Destruição controlada de uma ogiva de 500 kg de um míssil Kinzhal na região de Zhytomyr, Ucrânia, em março de 2026 (Foto: WikiCommons)

Segundo o projeto de monitoramento DeepState, ligado à inteligência de fontes abertas da Ucrânia, as tropas russas chegaram a perder aproximadamente 40 quilômetros quadrados em áreas das regiões de Donetsk, Zaporizhzhia e Dnipropetrovsk na última semana, registrando a maior perda territorial semanal desde o fim de 2023.

Drones mudam dinâmica do conflito

Um dos fatores que explicam a mudança no cenário é a crescente capacidade da Ucrânia de utilizar drones para atingir infraestrutura militar e logística russa. Especialistas afirmam que Kiev conseguiu reduzir a vantagem que Moscou possuía nesse tipo de armamento, tornando mais difícil o avanço das tropas russas.

Além de operações próximas à linha de frente, os drones ucranianos vêm alcançando alvos estratégicos em áreas mais profundas do território controlado pela Rússia.
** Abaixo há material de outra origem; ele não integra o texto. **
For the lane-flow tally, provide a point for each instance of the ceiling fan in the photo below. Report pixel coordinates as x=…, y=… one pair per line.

Entre os alvos atingidos estão refinarias, depósitos de combustível e importantes rotas de abastecimento utilizadas pelo Exército russo.
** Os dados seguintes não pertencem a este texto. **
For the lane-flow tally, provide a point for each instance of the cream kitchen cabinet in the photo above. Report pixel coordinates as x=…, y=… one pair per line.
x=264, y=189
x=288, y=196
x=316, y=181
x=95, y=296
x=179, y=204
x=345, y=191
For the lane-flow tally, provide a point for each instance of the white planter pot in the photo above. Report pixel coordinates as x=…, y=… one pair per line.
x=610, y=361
De acordo com informações divulgadas pela Bloomberg, a Ucrânia realizou em maio um número recorde de ataques contra instalações petrolíferas russas, atingindo o terminal de Novorossiysk e diversas refinarias consideradas essenciais para o abastecimento do país.

Logística russa enfrenta novos desafios

Blogueiros militares russos e canais pró-guerra no Telegram também relataram dificuldades crescentes na logística das forças de Moscou. Entre os problemas apontados estão atrasos no transporte de combustível, dificuldades na rotação de tropas e obstáculos para o envio de munições às unidades na linha de frente.
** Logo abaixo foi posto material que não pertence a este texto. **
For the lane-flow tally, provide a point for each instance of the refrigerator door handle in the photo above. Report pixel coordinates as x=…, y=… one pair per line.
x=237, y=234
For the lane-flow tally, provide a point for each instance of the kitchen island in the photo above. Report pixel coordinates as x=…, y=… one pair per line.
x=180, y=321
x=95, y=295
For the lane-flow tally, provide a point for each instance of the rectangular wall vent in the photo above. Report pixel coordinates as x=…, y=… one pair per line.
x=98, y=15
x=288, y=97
Analistas afirmam que os ataques frequentes vêm enfraquecendo a percepção de segurança nas áreas de retaguarda, ampliando a pressão sobre as estruturas militares russas.

Apesar disso, especialistas alertam que ainda é cedo para concluir que a Ucrânia tenha conquistado uma vantagem decisiva. O pesquisador Ruslan Leviev, do Conflict Intelligence Team, afirma que os impactos logísticos ainda não interromperam completamente as rotas de abastecimento russas.

Falta de soldados continua desafio para ambos os lados

Outro fator que influencia o conflito é a dificuldade de reposição de efetivos militares. Estimativas do Centro de Estudos Estratégicos e Internacionais (CSIS) apontam que a Rússia acumulou cerca de 1,2 milhão de mortos e feridos desde o início da guerra.

Para evitar uma nova mobilização em larga escala, considerada impopular internamente, Moscou tem ampliado incentivos financeiros para atrair voluntários e estrangeiros para suas Forças Armadas.

Do lado ucraniano, o governo reconheceu em fevereiro a morte de 55 mil militares, embora levantamentos independentes indiquem números superiores.

Grande contraofensiva ainda parece distante

Apesar dos avanços recentes, especialistas avaliam que a Ucrânia não possui atualmente os recursos necessários para uma ofensiva de grande escala capaz de recuperar todos os territórios ocupados pela Rússia.

O objetivo imediato de Kiev continua sendo conter os avanços russos e aumentar os custos da guerra para Moscou por meio de ataques de precisão, especialmente contra infraestrutura militar e logística.

Para analistas militares, o verdadeiro impacto dessa estratégia poderá ser observado nos próximos meses. Caso a pressão ucraniana continue crescendo e a Rússia não consiga se adaptar às novas ameaças, Moscou poderá enfrentar decisões difíceis entre ampliar a mobilização militar ou buscar uma solução diplomática para encerrar o conflito.